There is nothing to suggest a non-random cause of the missing data.

In [None]:
# Calculating counts of churned vs. retained
df['label'].value_counts()
df['label'].value_counts(normalize=True)


In [None]:
# Calculating median values of all columns for churned and retained users
df.groupby('label').median(numeric_only=True)

This offers an interesting snapshot of the two groups, churned vs. retained:

Users who churned averaged ~3 more drives in the last month than retained users, but retained users used the app on over twice as many days as churned users in the same time period.

The median churned user drove ~200 more kilometers and 2.5 more hours during the last month than the median retained user.

It seems that churned users had more drives in fewer days, and their trips were farther and longer in duration. Perhaps this is suggestive of a user profile. Continue exploring!

In [None]:
# Grouping data by `label` and calculate the medians
mediansByLabel = df.groupby('label').median(numeric_only=True)
print("Median km per drive")

# Dividing the median distance by median number of drives
mediansByLabel['driven_km_drives'] / mediansByLabel['drives']

In [None]:
# Dividing the median distance by median number of driving days
print("Median km per driving day")
mediansByLabel['driven_km_drives'] / mediansByLabel['driving_days']

In [None]:
# Divide the median number of drives by median number of driving days
print("Median number of drives per driving day")
mediansByLabel['drives'] / mediansByLabel['driving_days']

The median user who churned drove 608 kilometers each day they drove last month, which is almost 250% the per-drive-day distance of retained users. The median churned user had a similarly disproporionate number of drives per drive day compared to retained users.

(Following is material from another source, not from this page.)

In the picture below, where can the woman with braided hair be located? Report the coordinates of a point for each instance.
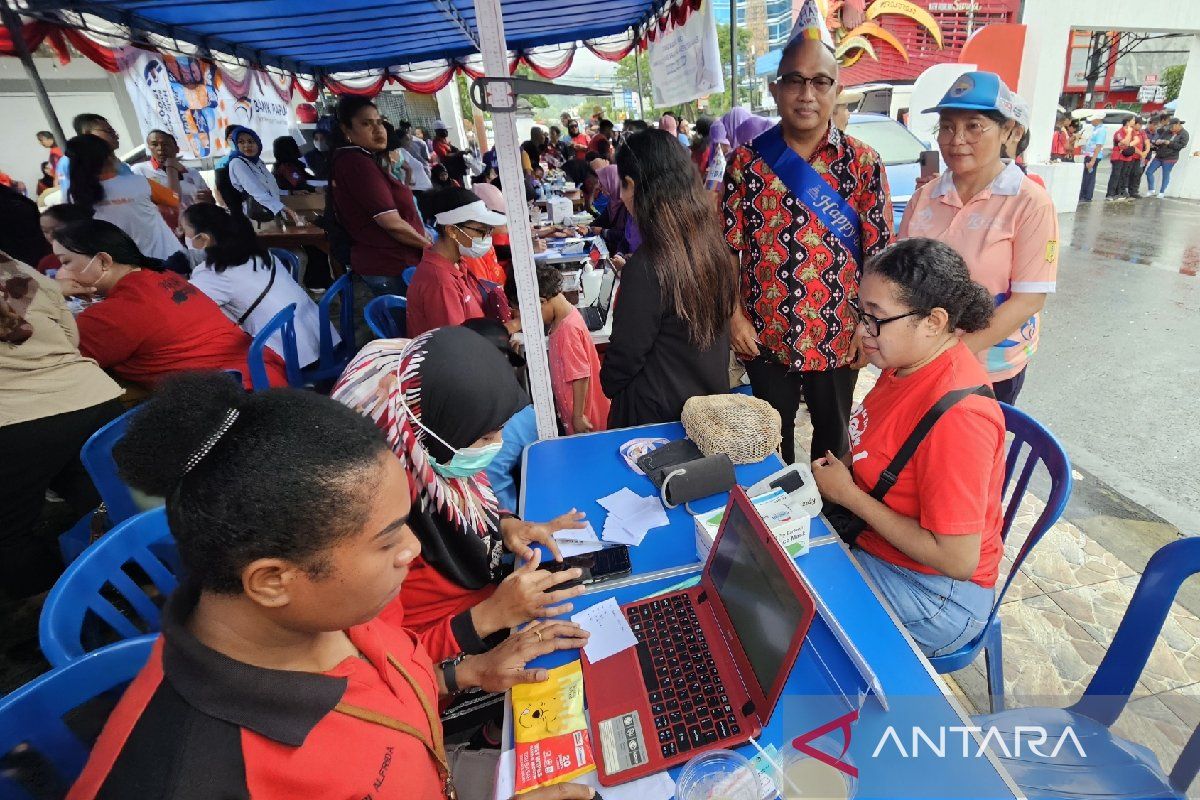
(933, 542)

It is clear from these figures that, regardless of whether a user churned or not, the users represented in this data are serious drivers! It would probably be safe to assume that this data does not represent typical drivers at large. Perhaps the data&mdash;and in particular the sample of churned users&mdash;contains a high proportion of long-haul truckers.

In consideration of how much these users drive, it would be worthwhile to recommend to Waze that they gather more data on these super-drivers. It's possible that the reason for their driving so much is also the reason why the Waze app does not meet their specific set of needs, which may differ from the needs of a more typical driver, such as a commuter.

In [None]:
# For each label, calculating the number of Android users and iPhone users
df.groupby('label')['device'].value_counts()

In [None]:
# For each label, calculating the percentage of Android users and iPhone users
df.groupby('label')['device'].value_counts(normalize=True)

The ratio of iPhone users and Android users is consistent between the churned group and the retained group, and those ratios are both consistent with the ratio found in the overall dataset.